経験を全てチカラに変えて「失敗は最高の参考書!」
将来の夢は日本一の建具屋になる!
創業78年目、1945年4月1日に山口県にて祖父「藤山実」が建具店をスタート。
モノづくり(技術力)という中心部分を残しながら時代に合わせ業態を変容してきました。
父は丁稚奉公で身をおこし家具職人として修業を積み、祖父が始めた建具店の後を継ぎました。
私は5人家族の長男として生まれ、家業は自分が継ぐと小さい頃から自覚がありました。
小学校の文集に「日本一の建具屋になる!」と書き、将来は自分も父のような職人になることを夢みていました。

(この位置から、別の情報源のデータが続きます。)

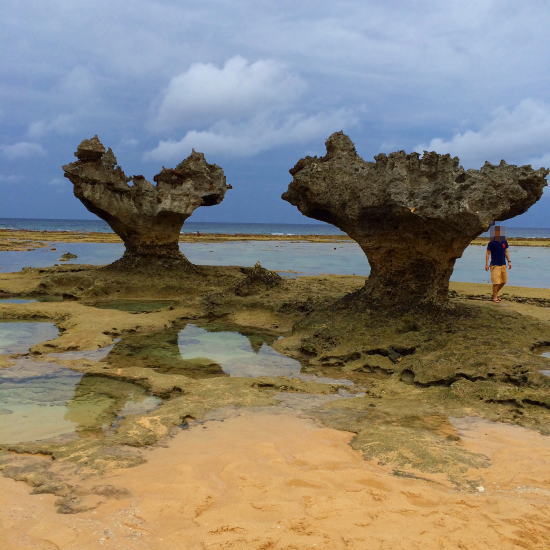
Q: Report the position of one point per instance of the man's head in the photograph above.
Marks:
(497, 232)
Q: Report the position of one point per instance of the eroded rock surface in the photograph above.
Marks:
(413, 216)
(148, 218)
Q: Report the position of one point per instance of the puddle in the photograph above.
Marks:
(134, 306)
(28, 299)
(235, 353)
(41, 400)
(19, 336)
(207, 350)
(203, 351)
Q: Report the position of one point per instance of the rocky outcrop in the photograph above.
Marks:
(413, 216)
(147, 217)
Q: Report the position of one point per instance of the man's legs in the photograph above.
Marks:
(496, 290)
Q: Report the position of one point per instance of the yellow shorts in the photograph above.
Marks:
(499, 274)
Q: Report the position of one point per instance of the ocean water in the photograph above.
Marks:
(100, 226)
(531, 265)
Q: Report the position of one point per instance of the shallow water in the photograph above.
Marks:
(203, 351)
(19, 336)
(531, 264)
(42, 399)
(236, 354)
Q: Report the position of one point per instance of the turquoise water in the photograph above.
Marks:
(42, 399)
(202, 352)
(235, 353)
(19, 336)
(313, 228)
(531, 264)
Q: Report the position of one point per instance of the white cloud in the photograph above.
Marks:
(518, 135)
(9, 178)
(22, 149)
(205, 93)
(255, 135)
(78, 84)
(129, 142)
(61, 124)
(240, 109)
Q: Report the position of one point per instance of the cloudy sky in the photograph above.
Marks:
(257, 84)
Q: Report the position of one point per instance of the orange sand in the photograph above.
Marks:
(263, 481)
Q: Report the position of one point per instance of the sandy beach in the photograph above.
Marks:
(261, 480)
(457, 459)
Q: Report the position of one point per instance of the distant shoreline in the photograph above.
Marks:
(15, 239)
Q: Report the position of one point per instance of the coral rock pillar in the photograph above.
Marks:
(148, 218)
(413, 216)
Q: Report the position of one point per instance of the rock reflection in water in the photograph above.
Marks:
(201, 352)
(41, 400)
(19, 336)
(237, 354)
(99, 401)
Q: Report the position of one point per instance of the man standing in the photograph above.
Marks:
(497, 249)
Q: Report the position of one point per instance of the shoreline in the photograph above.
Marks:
(289, 481)
(16, 239)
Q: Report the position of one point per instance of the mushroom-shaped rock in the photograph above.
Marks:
(413, 216)
(147, 217)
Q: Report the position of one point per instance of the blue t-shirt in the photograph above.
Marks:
(498, 251)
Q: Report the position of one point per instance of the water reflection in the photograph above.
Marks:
(237, 354)
(19, 336)
(203, 351)
(40, 400)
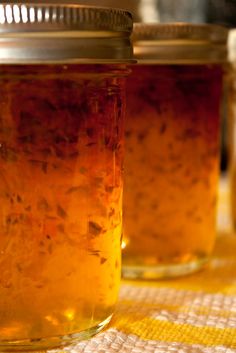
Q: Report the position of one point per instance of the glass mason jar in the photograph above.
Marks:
(62, 76)
(231, 136)
(172, 149)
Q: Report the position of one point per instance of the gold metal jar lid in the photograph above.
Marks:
(179, 43)
(34, 33)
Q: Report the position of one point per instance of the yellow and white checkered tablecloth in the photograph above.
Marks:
(192, 314)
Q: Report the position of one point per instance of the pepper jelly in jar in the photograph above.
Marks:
(62, 76)
(232, 124)
(172, 149)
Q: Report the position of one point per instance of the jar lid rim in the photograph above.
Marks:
(50, 32)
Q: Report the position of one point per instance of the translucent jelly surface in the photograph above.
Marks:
(61, 149)
(171, 164)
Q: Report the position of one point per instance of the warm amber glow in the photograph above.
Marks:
(171, 164)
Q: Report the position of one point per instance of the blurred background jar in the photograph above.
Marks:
(62, 97)
(232, 123)
(221, 12)
(172, 148)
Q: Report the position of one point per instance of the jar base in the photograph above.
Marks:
(29, 345)
(163, 271)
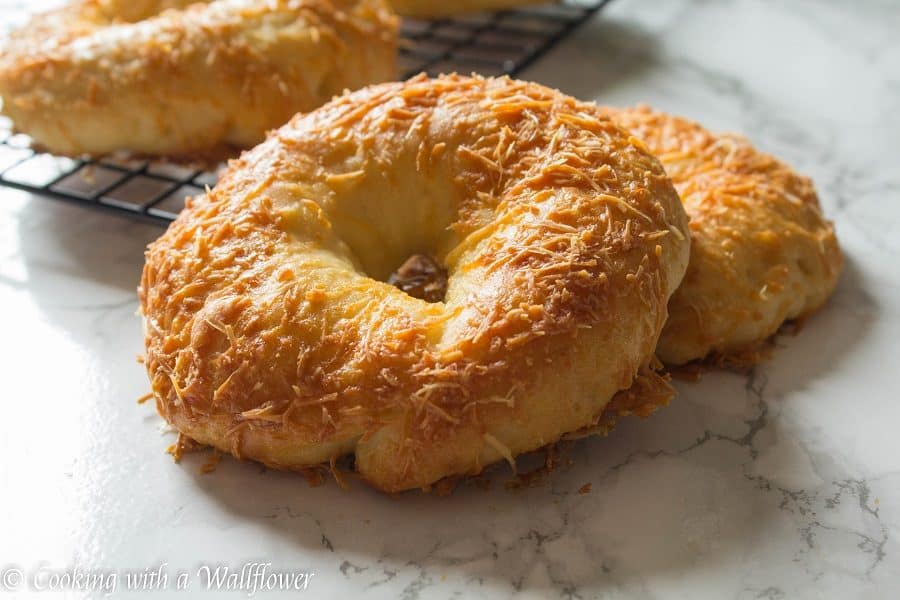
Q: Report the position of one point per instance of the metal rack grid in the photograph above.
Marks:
(488, 43)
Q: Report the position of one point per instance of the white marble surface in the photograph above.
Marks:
(783, 484)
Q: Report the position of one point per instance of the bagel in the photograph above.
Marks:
(271, 331)
(432, 9)
(158, 77)
(761, 250)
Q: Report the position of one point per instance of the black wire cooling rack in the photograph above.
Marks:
(487, 43)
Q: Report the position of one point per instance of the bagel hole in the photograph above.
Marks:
(422, 277)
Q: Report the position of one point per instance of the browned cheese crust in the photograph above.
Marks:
(272, 334)
(171, 77)
(761, 250)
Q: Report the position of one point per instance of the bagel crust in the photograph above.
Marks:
(271, 332)
(160, 77)
(761, 250)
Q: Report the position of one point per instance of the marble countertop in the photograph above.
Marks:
(781, 484)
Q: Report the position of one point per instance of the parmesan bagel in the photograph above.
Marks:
(158, 77)
(761, 250)
(270, 329)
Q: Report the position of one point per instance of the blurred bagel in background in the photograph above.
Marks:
(761, 250)
(170, 77)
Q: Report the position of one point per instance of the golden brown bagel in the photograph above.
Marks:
(271, 332)
(431, 9)
(102, 75)
(761, 251)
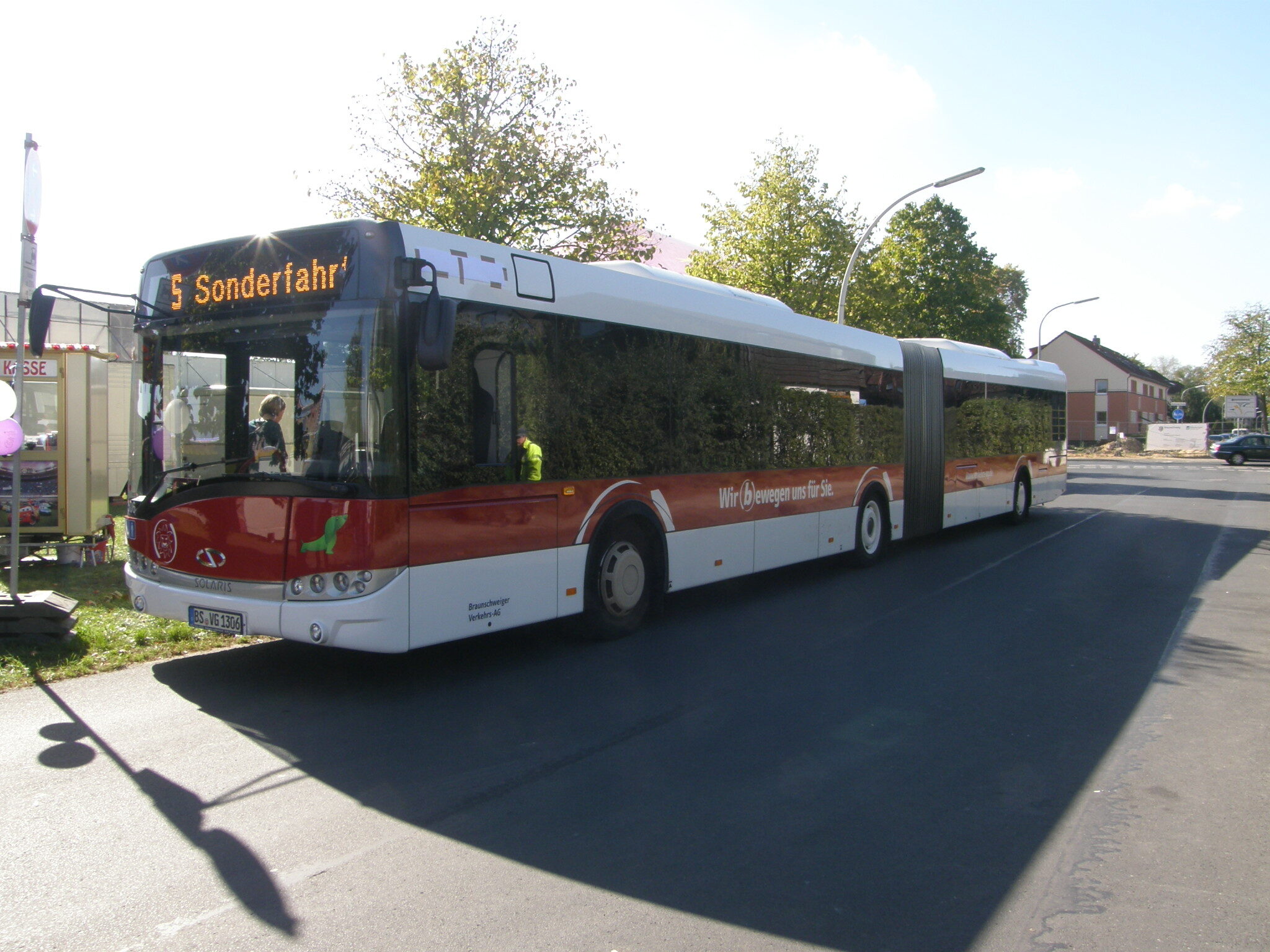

父の家具を作り上げる腕前は素晴らしく、私はそんな父をとても尊敬していました。
ですが、憧れる一方で職人気質の父の性分は
周りの人に厳しくもありその姿は幼い私にとって
ときに怖くも切なくもありました。
「あいつはポンコツや!まったく仕事ができん」
食卓で話す父の愚痴は永遠のように長く感じ
それを聞くたびに胸が傷んだのを覚えています。
私にとって反面教師となる苦い思い出ですが
それも含め私は父の後ろ姿を見て育ち
今の会社経営の糧としているのだと思います。
現場を知らないと仕事はできない!
高校を卒業してからは、半ば家から追い出されるように大阪の専門学校に設計を学びに行きます。学校以外の時間は、陳列棚の組立作業のアルバイト。
ここでの経験が
のちのFitrackの誕生につながります!
アルバイトの現場では、職人の怒号が飛び交うのを何度も目にしました。
どれだけ良い大学を出ても、現場を知らない設計士が書く設計図は「机上の空論」。
現場を知らない、ものを知らないということは
仕事をする上であってはならない。
小さい頃から父の働く姿を見ていたこともあり
モノづくりの本質的な部分を理解していたのだと思います。
嫌になるほど陳列棚の組立作業を繰り返し
現場での経験を積みました。
3年で会社が倒産!親に借金するも・・・
学校を卒業するタイミングでアルバイト先の会社の社長に
「会社を法人化するので来ないか?」と誘われます。
世の中はバブル時代。
専門学校で設計を学んでいたこともあり、設計会社から好待遇の誘いはたくさんありました。
それをすべて断りそのままアルバイト先の会社に就職。
将来は自分で会社を経営したいという夢に向かい、会社設立に立ち会うことができる会社に、20歳そこそこで取締役として発足メンバーに加わります。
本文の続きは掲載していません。